Patience..... You can't check them yourself AFAIK but your agent can pull up a report and email it to you. It shows how many times your house has appeared in a person's search criteria and how many times a person has clicked on your property and looked at all the pictures against averages. We are coming out well above average since we had better pictures taken. I note the average has reduced somewhat since we first went on the market though which adds weight to the 'market is slow argument'.

OP posts:
wendybird77 · 18/06/2013 12:30

I was convinced to do 'offers over' on the last house we sold. Every offer was under, I wouldn't do it again. If you need a quick sale you may have to make it a bargain, otherwise it is just a waiting game I think.

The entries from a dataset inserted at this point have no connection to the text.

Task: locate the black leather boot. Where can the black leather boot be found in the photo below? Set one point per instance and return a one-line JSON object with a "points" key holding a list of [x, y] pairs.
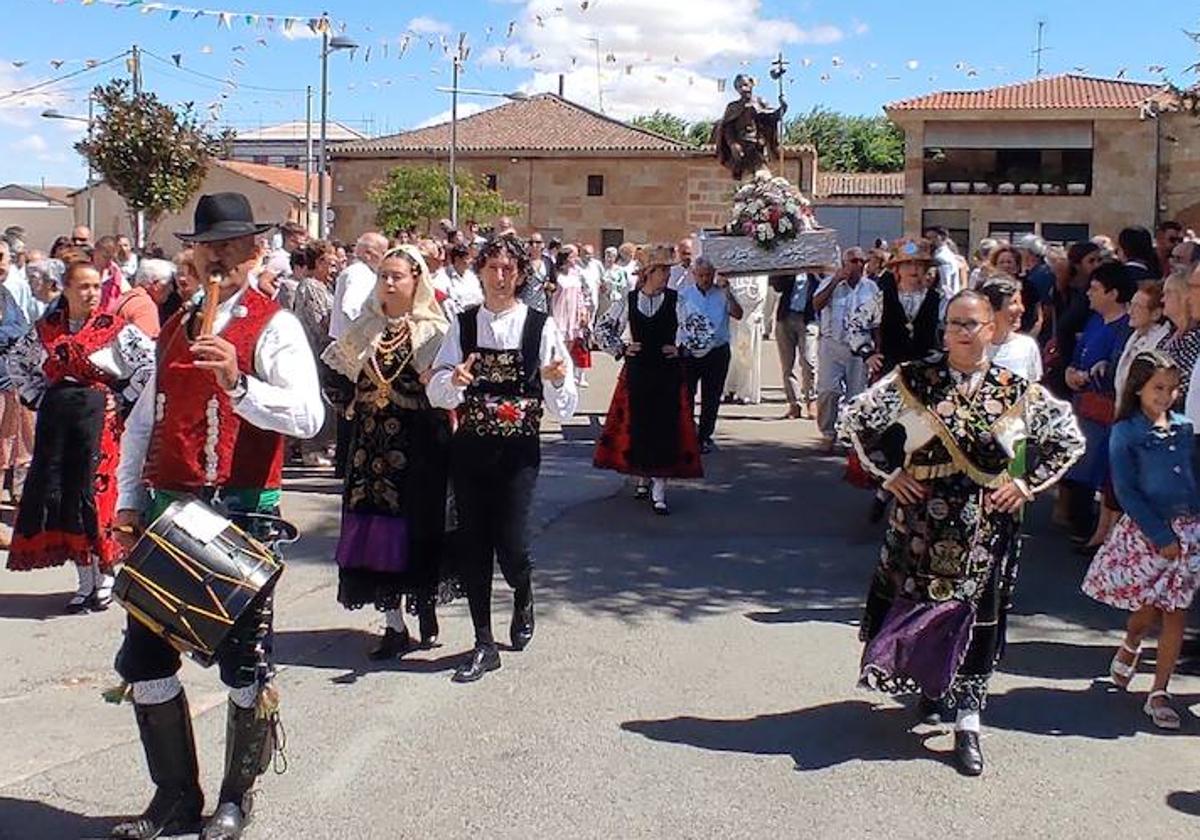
{"points": [[249, 744], [178, 803], [521, 630], [391, 645], [967, 753]]}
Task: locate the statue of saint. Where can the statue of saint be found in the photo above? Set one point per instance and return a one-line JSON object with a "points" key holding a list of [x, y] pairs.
{"points": [[747, 137]]}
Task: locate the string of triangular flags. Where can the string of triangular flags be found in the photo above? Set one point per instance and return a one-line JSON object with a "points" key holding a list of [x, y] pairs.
{"points": [[318, 24]]}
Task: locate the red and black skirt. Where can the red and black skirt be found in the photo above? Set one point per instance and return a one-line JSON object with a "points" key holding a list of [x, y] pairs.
{"points": [[66, 513], [649, 429]]}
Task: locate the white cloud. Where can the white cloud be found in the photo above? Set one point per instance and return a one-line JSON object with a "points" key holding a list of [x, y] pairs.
{"points": [[465, 109], [667, 54], [426, 25]]}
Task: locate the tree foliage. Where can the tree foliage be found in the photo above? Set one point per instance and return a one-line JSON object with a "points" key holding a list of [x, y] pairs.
{"points": [[844, 143], [847, 143], [418, 196], [153, 155]]}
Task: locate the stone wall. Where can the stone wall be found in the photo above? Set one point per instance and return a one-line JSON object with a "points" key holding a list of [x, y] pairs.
{"points": [[647, 198], [1123, 168]]}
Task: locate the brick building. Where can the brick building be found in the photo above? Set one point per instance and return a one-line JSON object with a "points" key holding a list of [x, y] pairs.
{"points": [[575, 172], [1065, 156]]}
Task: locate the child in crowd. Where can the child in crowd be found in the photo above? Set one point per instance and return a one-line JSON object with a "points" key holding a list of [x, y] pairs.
{"points": [[1150, 563]]}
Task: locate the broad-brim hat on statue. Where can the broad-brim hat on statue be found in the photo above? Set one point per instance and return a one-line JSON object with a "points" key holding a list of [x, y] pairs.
{"points": [[223, 215], [911, 251], [658, 255]]}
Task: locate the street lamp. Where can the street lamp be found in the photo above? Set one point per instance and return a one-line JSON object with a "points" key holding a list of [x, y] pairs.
{"points": [[55, 114], [328, 45], [454, 90]]}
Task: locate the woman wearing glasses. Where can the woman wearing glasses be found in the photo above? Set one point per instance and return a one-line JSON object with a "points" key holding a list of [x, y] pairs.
{"points": [[963, 444]]}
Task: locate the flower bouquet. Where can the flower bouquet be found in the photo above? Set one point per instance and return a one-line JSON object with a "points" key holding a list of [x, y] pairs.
{"points": [[769, 209]]}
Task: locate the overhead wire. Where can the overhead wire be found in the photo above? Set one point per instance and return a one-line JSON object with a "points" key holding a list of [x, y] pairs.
{"points": [[47, 83]]}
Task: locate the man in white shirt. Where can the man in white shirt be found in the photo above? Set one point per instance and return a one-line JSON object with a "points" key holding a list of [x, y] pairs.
{"points": [[501, 366], [840, 373], [682, 271], [355, 282]]}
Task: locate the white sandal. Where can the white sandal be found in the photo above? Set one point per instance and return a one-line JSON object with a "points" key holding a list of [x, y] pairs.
{"points": [[1164, 717], [1122, 673]]}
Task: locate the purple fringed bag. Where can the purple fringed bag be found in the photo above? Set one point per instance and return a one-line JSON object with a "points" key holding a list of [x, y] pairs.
{"points": [[924, 641]]}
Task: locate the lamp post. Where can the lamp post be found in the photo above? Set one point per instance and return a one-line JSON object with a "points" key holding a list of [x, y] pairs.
{"points": [[454, 90], [54, 114], [328, 45]]}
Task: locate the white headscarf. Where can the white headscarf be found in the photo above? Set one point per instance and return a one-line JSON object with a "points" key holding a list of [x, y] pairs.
{"points": [[426, 325]]}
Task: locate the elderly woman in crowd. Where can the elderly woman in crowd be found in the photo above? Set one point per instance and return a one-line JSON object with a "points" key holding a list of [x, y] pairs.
{"points": [[82, 370], [395, 501]]}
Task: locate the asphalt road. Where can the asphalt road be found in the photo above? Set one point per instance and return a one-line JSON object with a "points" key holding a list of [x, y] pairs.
{"points": [[691, 677]]}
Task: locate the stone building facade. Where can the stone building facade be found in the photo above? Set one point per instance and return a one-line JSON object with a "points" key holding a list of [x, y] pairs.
{"points": [[576, 173], [1065, 156]]}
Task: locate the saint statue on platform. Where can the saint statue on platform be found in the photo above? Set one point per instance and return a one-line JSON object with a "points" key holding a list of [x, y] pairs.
{"points": [[747, 137]]}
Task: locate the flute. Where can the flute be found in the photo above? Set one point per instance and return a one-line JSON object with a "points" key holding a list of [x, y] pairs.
{"points": [[211, 299]]}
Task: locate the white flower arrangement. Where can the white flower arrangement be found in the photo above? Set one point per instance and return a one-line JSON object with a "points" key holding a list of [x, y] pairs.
{"points": [[769, 209]]}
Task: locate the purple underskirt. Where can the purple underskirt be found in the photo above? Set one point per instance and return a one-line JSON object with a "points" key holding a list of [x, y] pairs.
{"points": [[372, 541], [923, 642]]}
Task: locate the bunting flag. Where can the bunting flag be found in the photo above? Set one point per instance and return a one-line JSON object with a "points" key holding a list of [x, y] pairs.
{"points": [[318, 23]]}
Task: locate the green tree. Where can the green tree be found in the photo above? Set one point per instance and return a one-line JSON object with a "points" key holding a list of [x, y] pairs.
{"points": [[661, 123], [418, 196], [846, 143], [153, 155]]}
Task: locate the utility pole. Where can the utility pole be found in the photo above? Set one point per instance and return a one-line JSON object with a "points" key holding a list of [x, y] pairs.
{"points": [[139, 217], [307, 160], [1039, 49]]}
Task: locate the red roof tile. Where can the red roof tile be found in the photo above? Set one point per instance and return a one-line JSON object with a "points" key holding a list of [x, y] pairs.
{"points": [[846, 184], [541, 123], [1050, 93], [281, 178]]}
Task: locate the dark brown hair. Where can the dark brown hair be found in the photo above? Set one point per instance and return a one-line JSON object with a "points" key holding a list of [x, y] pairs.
{"points": [[1145, 365]]}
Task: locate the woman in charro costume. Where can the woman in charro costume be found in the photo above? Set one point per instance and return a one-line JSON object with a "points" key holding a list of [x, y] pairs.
{"points": [[82, 371], [395, 499], [963, 444], [648, 431]]}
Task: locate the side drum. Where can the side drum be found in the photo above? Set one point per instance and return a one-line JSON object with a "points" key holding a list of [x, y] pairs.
{"points": [[192, 575]]}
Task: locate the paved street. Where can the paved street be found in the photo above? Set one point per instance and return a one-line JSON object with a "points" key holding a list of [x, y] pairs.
{"points": [[691, 677]]}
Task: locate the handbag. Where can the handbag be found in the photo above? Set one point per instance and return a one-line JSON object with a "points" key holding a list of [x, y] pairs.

iseenodust · 18/06/2013 15:43

Don't know where you are, and we are in an area that has been known for a slow market, BUT came through town a different way this week and noticed on two streets that would be first time buyer terrority (terraced, small, no parking off road) they were all sold signs. Amazed and happy things are clearly starting to shift at least round here.

AnotherLovelyCupOfCoffee · 19/06/2013 10:18

Nobody can make you accept a lower offer than your own limit, so at least if you make it clear on the website you may get people coming to view the house. I have seen Ads where it says PRICE REDUCED TO SELL OFFERS ABOVE 120K and you recognise it as a house that's been sitting around for a year, when it was priced at 150k. Nobody can MAKE you accept 115, so I'd get people in.

PastaBeeandCheese · 21/06/2013 19:52

Just to update we've gone for OIEO approach. Last roll of the dive really. We don't need to move..... We just want to move so we will see if this helps.